Capital Power Corp. affirmed its dividend growth guidance for 2017 at 7%, in line with expectations, and presented a positive view of its projected cash flows and its role in Alberta's transition to a capacity market for electricity.
"Based on Capital Power's projected cash flows over the next two years, which include the initial coal compensation payments from the Alberta government, the Company is well positioned to add to its fleet of contracted power generation assets across North America and deliver on its 7% annual dividend growth guidance through 2018," said Brian Vaasjo, president and CEO of Capital Power.
The company touted its agreements for developing its Whitla Wind Project, as well as cash payments from the government of Alberta to compensate for invested capital in coal generating assets, which would be shelved by the end of 2030.
Whitla Wind, located near Medicine Hat, Alberta, is a planned 300-MW project to be completed in two 150-MW phases. The first phase would be bid into the Alberta Electricity System Operator's first competition scheduled for early 2017. The competition is expected to draw up to 400 MW of renewable electricity generation due for operation in 2019.

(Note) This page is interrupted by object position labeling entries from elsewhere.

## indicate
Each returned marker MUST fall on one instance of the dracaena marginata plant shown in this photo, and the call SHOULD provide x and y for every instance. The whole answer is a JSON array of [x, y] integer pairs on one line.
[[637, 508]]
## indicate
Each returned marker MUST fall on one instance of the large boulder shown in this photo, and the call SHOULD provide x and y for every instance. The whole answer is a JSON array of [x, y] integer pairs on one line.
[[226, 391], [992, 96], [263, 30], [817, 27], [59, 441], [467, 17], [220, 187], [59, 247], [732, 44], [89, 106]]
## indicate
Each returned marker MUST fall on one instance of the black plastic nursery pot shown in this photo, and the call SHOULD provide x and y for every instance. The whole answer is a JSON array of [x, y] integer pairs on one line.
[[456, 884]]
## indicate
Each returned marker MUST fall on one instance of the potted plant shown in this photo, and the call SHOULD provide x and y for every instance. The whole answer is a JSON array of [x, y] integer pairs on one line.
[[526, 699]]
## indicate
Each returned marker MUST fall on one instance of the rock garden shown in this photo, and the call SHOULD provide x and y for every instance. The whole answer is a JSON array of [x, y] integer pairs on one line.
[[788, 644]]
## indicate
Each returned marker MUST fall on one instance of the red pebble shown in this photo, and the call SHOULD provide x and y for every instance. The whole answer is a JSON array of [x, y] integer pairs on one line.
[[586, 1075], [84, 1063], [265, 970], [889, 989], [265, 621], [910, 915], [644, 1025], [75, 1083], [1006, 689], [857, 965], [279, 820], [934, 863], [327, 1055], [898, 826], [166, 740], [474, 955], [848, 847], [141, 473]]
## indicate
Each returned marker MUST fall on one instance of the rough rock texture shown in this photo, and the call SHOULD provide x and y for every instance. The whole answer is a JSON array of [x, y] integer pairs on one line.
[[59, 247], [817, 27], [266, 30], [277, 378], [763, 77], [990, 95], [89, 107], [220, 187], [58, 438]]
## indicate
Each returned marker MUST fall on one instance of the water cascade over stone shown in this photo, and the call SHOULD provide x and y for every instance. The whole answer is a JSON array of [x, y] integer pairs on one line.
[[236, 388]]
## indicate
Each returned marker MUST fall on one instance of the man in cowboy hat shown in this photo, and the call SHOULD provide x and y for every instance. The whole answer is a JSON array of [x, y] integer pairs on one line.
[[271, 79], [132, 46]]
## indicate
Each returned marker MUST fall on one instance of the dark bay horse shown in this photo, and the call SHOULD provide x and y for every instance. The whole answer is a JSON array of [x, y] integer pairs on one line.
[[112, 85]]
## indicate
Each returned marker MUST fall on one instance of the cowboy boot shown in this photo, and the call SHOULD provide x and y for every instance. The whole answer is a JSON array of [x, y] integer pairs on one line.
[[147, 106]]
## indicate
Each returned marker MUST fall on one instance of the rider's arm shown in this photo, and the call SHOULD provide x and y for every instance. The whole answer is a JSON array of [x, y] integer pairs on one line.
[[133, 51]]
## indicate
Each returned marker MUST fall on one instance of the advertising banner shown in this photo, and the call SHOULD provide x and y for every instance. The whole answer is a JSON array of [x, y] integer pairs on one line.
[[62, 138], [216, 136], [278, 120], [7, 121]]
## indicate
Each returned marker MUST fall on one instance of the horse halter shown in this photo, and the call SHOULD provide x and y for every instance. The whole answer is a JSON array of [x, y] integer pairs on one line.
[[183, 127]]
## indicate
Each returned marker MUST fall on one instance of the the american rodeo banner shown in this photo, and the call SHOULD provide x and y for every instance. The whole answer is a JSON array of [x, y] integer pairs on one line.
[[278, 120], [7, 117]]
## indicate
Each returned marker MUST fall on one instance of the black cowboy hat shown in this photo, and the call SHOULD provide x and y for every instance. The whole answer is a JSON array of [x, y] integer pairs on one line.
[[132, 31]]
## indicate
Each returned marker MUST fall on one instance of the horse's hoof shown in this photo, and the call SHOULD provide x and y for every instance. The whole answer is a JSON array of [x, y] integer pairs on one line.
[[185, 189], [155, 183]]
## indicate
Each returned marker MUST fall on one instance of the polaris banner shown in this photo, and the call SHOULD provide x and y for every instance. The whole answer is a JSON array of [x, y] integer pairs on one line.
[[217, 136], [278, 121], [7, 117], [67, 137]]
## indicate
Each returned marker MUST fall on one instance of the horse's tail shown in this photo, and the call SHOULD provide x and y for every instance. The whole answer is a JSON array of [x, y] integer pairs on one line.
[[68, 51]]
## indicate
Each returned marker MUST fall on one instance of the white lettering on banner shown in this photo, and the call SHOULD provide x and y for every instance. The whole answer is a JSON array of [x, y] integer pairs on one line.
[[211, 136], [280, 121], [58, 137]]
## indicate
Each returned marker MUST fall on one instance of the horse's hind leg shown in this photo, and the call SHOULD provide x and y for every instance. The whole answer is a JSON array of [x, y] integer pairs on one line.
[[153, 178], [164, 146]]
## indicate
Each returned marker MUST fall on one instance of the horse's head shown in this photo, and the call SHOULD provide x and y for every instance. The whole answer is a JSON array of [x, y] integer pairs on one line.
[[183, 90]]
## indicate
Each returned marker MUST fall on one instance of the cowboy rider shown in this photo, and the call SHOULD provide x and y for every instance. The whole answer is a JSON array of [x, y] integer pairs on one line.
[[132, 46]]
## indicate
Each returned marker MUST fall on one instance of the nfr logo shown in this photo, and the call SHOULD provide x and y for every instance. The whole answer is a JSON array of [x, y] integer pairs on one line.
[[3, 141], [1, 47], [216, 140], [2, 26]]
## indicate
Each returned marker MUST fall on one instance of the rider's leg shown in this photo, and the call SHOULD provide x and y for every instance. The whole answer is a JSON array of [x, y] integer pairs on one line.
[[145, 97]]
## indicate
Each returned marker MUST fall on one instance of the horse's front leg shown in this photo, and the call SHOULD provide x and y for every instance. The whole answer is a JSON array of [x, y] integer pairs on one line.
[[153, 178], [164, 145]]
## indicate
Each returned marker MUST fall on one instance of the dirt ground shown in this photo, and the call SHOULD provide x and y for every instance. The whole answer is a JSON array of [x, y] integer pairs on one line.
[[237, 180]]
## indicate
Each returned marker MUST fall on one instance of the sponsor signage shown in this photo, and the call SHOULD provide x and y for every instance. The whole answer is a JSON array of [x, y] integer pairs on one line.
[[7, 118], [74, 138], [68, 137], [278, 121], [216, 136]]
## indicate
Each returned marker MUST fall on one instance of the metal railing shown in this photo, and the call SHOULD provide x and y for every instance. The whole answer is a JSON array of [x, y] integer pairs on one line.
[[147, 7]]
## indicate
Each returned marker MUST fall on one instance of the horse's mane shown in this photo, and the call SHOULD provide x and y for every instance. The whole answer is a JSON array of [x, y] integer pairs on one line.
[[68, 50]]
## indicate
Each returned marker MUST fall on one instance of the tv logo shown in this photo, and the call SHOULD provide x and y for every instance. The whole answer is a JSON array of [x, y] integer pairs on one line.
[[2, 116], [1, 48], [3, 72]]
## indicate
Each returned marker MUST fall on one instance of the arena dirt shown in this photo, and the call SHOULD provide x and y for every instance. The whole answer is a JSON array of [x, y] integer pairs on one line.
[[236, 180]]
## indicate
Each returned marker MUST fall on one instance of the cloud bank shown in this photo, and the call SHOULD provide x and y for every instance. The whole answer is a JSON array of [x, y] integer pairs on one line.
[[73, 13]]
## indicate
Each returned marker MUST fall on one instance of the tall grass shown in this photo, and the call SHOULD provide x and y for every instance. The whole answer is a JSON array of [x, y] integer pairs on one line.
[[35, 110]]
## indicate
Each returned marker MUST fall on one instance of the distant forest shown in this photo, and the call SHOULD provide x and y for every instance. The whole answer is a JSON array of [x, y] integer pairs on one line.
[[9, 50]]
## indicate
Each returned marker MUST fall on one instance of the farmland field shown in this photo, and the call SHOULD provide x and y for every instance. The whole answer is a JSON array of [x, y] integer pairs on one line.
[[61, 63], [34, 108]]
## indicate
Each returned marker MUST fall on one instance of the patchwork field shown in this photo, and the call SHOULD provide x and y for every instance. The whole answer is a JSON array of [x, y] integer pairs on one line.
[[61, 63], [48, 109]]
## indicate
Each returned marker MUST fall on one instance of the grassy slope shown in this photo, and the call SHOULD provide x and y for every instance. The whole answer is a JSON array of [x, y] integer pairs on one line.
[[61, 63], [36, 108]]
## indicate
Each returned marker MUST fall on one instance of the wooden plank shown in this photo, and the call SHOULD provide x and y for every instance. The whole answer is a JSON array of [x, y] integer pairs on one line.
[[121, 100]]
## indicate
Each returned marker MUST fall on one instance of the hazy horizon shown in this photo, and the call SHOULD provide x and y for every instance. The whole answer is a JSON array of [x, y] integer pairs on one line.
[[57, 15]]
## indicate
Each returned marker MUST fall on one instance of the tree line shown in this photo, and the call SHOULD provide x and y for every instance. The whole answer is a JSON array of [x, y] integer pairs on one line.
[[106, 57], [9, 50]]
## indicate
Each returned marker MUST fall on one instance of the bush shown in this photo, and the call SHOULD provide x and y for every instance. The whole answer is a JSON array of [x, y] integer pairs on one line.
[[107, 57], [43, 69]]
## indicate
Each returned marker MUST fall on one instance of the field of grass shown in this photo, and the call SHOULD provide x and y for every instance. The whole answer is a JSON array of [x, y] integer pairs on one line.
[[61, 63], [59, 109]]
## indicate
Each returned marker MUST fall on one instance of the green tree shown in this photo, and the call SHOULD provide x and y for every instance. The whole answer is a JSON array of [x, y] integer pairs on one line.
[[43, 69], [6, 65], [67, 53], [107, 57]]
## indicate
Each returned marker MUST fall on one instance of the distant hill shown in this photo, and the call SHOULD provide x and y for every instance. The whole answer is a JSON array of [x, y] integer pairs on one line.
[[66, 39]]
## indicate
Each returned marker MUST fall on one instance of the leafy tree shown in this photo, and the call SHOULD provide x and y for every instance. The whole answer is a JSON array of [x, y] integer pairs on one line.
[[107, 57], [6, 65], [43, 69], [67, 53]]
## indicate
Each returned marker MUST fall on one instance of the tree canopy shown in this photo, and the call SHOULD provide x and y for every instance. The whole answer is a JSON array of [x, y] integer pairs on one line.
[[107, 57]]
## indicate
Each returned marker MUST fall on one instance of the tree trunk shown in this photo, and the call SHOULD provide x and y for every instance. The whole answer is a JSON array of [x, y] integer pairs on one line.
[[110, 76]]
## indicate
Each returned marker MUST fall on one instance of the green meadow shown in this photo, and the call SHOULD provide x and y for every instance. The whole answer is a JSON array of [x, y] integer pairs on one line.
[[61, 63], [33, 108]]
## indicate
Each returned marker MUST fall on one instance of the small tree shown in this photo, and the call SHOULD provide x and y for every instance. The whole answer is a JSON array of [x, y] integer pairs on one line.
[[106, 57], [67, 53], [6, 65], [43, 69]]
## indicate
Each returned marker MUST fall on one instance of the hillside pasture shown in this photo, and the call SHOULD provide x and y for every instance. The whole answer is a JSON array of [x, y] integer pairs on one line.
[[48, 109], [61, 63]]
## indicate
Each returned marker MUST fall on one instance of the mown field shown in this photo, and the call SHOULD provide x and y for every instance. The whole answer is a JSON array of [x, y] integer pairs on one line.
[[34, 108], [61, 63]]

The payments from Alberta would be treated as a government grant and included in adjusted EBITDA through 2030. Depreciation expenses would also increase by an estimated C$27 million for the next five years, yielding a net positive impact to annual earnings amounting to about 19 cents per share.
In addition, Capital Power expects a capacity-weighted average plant availability of 95%, C$85 million in plant maintenance capital and sustaining capital expenditures, plant operating and maintenance expenses of C$195 million to C$215 million and adjusted funds from operations of C$305 million to C$345 million.